Ich war vier Wochen lang in der ukrainischen Hauptstadt, bis ich meinen Aufenthalt vorzeitig abbrechen musste. Vom ersten Tag an spürte ich den eigentümlichen Schwebezustand, in dem sich das ganze Land befand. Der Alltag in der großen Metropole lief weiter, ungeachtet der immer bedrohlicheren Nachrichten. Im persönlichen Gespräch hingegen bot sich ein anderes Bild. Zwar blieb der offen ausgesprochene Pessimismus des Nutzers im SBU-Archiv die Ausnahme, Illusionen machte sich aber niemand.
Viele wundern sich dieser Tage über den kometenhaften Aufstieg des ukrainischen Präsidenten Wolodymyr Selenskyj zu einem globalen Medienstar. Besonders augenfällig wird dies durch den grellen Kontrast zur medialen Inszenierung seines Widerparts im Kreml. Selenskyj lässt Putin alt aussehen, doch hinter seinem internetaffinen, von Videoclips und Selfie-Ästhetik inspirierten Kommunikationsstil stehen mehr als nur ein paar gute PR-Strategen. Dass der ukrainische Präsident sich der „sozialen Medien“ virtuos zu bedienen weiß, hat er nicht erst seit Kriegsausbruch unter Beweis gestellt. Dass die ukrainische Führung nun auch in ihrer Kriegspropaganda erfolgreich auf Interaktion und Nähe setzt, ist nicht zuletzt ein Gradmesser für den Stand der öffentlichen Kommunikation in der sich demokratisierenden ukrainischen Gesellschaft.
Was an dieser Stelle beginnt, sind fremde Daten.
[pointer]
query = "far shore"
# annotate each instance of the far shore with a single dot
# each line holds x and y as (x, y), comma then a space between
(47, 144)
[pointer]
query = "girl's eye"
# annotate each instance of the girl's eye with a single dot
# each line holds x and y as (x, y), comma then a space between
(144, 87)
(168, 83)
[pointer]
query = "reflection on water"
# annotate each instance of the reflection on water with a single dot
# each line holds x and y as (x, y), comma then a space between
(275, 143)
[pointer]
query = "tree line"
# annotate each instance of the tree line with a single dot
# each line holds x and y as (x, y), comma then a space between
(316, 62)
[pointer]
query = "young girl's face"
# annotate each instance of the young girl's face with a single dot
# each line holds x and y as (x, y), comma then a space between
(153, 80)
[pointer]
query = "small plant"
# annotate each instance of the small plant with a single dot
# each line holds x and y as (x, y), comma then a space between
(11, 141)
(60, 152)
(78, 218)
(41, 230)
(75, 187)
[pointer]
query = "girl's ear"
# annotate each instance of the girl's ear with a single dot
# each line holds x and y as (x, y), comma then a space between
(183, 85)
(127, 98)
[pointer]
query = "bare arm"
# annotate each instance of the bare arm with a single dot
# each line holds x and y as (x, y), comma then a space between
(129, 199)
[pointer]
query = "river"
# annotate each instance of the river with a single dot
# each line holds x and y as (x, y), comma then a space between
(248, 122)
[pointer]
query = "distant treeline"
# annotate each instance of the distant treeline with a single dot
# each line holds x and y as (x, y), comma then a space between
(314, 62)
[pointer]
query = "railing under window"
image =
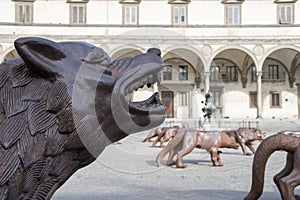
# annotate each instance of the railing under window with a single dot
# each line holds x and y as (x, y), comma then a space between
(229, 78)
(278, 76)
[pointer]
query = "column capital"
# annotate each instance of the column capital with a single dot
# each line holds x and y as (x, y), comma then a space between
(259, 73)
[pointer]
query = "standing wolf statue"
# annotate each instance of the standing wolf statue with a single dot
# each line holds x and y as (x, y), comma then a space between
(61, 104)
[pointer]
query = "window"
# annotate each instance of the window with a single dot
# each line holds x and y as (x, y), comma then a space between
(215, 95)
(273, 72)
(253, 99)
(167, 99)
(167, 72)
(78, 13)
(179, 14)
(253, 73)
(275, 99)
(232, 14)
(215, 73)
(24, 12)
(231, 73)
(285, 14)
(130, 16)
(183, 98)
(183, 72)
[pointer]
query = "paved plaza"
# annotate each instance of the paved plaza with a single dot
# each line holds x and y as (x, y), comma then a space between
(128, 172)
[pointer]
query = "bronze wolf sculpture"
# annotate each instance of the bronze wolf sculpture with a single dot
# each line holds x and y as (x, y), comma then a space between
(163, 134)
(245, 137)
(61, 104)
(289, 177)
(186, 140)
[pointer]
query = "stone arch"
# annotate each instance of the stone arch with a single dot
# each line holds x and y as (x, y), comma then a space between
(9, 53)
(243, 61)
(189, 55)
(288, 56)
(224, 48)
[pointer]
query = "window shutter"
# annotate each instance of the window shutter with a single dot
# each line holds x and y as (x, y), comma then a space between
(176, 15)
(80, 14)
(133, 15)
(74, 20)
(288, 14)
(182, 15)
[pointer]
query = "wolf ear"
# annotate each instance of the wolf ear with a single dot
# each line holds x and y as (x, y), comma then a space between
(41, 56)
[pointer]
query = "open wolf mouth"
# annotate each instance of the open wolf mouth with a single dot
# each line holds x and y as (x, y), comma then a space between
(147, 112)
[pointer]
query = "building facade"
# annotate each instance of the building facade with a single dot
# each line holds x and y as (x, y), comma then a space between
(245, 52)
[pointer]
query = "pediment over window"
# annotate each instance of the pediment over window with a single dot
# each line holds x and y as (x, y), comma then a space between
(23, 0)
(285, 1)
(77, 1)
(130, 1)
(233, 1)
(179, 1)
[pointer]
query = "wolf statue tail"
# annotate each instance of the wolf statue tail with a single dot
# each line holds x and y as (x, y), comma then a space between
(170, 146)
(286, 141)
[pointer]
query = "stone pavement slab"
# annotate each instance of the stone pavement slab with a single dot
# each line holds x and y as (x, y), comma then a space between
(128, 171)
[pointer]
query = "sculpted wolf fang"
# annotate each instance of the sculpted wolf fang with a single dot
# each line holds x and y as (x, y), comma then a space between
(59, 104)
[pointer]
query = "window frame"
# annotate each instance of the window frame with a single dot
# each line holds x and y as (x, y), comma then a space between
(182, 10)
(183, 73)
(183, 99)
(234, 21)
(84, 9)
(17, 12)
(215, 73)
(253, 73)
(253, 99)
(232, 73)
(285, 6)
(273, 70)
(167, 72)
(129, 21)
(275, 99)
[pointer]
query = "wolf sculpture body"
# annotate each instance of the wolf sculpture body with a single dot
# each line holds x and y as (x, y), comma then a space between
(61, 104)
(188, 139)
(289, 177)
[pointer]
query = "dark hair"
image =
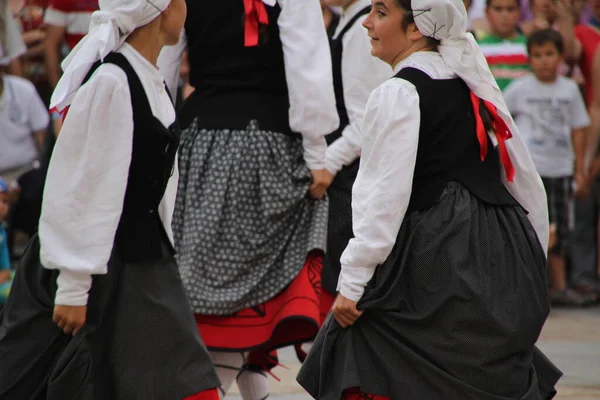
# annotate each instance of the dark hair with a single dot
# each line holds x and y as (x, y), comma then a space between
(489, 3)
(539, 38)
(409, 18)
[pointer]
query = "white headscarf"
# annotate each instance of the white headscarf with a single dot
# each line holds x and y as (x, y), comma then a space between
(446, 20)
(108, 30)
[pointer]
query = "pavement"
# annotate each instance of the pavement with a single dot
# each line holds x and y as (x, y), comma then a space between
(571, 339)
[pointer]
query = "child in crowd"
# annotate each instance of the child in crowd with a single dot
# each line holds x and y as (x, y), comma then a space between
(504, 47)
(6, 274)
(550, 113)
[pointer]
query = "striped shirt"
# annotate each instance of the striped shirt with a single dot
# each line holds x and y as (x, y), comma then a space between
(507, 58)
(73, 15)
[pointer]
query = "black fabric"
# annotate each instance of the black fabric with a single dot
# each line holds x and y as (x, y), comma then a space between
(241, 84)
(448, 145)
(140, 229)
(559, 193)
(140, 340)
(453, 313)
(339, 229)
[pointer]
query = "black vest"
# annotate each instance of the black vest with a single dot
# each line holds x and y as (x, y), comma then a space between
(234, 83)
(140, 235)
(448, 146)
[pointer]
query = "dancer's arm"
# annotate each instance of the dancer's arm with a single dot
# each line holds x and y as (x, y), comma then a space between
(169, 64)
(85, 187)
(361, 75)
(382, 190)
(309, 77)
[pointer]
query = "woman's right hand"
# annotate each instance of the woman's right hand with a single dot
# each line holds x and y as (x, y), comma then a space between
(321, 181)
(70, 318)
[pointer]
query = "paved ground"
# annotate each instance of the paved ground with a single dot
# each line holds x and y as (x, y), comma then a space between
(571, 338)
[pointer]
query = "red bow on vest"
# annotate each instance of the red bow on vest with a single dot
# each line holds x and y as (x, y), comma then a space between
(256, 15)
(502, 134)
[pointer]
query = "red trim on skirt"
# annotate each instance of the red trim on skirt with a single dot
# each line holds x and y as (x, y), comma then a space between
(356, 394)
(326, 301)
(293, 316)
(212, 394)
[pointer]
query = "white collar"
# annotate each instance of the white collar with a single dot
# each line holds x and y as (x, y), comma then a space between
(419, 58)
(142, 66)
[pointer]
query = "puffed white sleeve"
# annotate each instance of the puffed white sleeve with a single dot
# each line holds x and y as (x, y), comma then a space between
(86, 183)
(309, 78)
(383, 187)
(169, 64)
(361, 74)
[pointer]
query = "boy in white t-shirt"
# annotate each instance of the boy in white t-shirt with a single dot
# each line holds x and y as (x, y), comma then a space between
(551, 115)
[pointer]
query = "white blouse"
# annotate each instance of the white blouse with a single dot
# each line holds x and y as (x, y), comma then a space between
(87, 178)
(381, 193)
(361, 74)
(308, 72)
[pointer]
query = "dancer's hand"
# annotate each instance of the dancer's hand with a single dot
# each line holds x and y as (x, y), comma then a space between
(70, 318)
(345, 311)
(319, 185)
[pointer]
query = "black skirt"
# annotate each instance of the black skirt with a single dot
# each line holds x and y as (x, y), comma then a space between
(140, 340)
(339, 225)
(453, 313)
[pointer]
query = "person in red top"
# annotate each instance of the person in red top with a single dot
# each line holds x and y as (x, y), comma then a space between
(68, 22)
(588, 39)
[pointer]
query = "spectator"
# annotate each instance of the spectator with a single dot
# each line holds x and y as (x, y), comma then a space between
(11, 43)
(553, 14)
(23, 122)
(585, 263)
(67, 23)
(504, 46)
(551, 115)
(31, 16)
(6, 274)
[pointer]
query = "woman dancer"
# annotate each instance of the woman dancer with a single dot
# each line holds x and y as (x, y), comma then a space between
(355, 75)
(442, 291)
(105, 315)
(250, 221)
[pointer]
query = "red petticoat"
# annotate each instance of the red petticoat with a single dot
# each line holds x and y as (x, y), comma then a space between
(212, 394)
(355, 394)
(293, 316)
(326, 302)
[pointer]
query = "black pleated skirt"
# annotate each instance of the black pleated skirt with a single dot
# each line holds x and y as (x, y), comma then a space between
(140, 340)
(453, 313)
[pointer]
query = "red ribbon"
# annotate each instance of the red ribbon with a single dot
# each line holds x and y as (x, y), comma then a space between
(256, 15)
(502, 135)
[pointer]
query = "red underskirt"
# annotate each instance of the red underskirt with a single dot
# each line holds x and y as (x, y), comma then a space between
(355, 394)
(293, 316)
(212, 394)
(326, 302)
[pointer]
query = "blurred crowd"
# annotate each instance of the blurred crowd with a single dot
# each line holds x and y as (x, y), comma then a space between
(543, 54)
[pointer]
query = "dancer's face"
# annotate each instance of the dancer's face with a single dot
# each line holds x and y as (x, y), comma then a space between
(340, 3)
(390, 41)
(173, 21)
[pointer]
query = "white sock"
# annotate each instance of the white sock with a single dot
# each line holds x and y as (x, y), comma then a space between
(253, 384)
(228, 366)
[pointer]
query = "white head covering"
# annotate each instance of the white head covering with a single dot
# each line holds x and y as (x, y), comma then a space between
(446, 20)
(109, 28)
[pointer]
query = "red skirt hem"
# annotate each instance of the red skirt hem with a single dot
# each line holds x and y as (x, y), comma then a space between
(293, 316)
(356, 394)
(212, 394)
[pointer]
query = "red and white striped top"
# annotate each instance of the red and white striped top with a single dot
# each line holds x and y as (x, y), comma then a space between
(73, 15)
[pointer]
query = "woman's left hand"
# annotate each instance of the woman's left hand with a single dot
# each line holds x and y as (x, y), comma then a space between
(345, 312)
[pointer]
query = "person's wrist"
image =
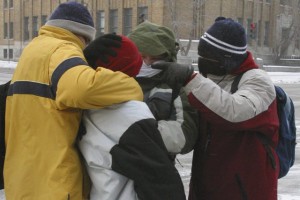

Die Welt befindet sich noch immer im Schock, weil niemand glaubte, Putin würde tatsächlich die Ukraine überfallen. Von den drei Szenarien angesichts des seit Herbst letzten Jahres nicht abreißenden russischen Truppenaufmarschs an der ukrainischen Grenze war dies das unwahrscheinlichste. Viel zu hoch erschien das Risiko: Wie würde Putin seiner Bevölkerung einen Krieg gegen das „Brudervolk“ verkaufen, wie seine kriegsabgeneigte Bevölkerung auf unzählige Tote vorbereiten? Der Fehler lag darin, nicht in Putins Propaganda-Kategorien zu denken, mit denen der Krieg zur „Spezialoperation“ und der Angriff zur „Befreiung“ wurde. Das noch größere Versäumnis lag darin, dass wir Russlandkenner*innen nicht mit Militärstrateg*innen sprachen, die hätten erläutern können, dass Putin nach dem Lehrbuch des Krieges im 21. Jahrhundert vorgehen würde: erst mit Raketen und schwerer Artillerie alles ausschalten, was die dann nachrückenden Soldaten gefährden könnte. In einem solchen chirurgischen Eingriff – den Feind wehrlos bomben, reingehen, die Regierung austauschen und wieder rausgehen – sah Putin offenbar eine reelle, wenn auch riskante, inzwischen vielleicht gescheiterte Chance, das wahrzumachen, was er bereits im Juli 2021 in einem historischen Essay zu Papier gebracht hatte: die Ukraine Russland wieder einzuverleiben.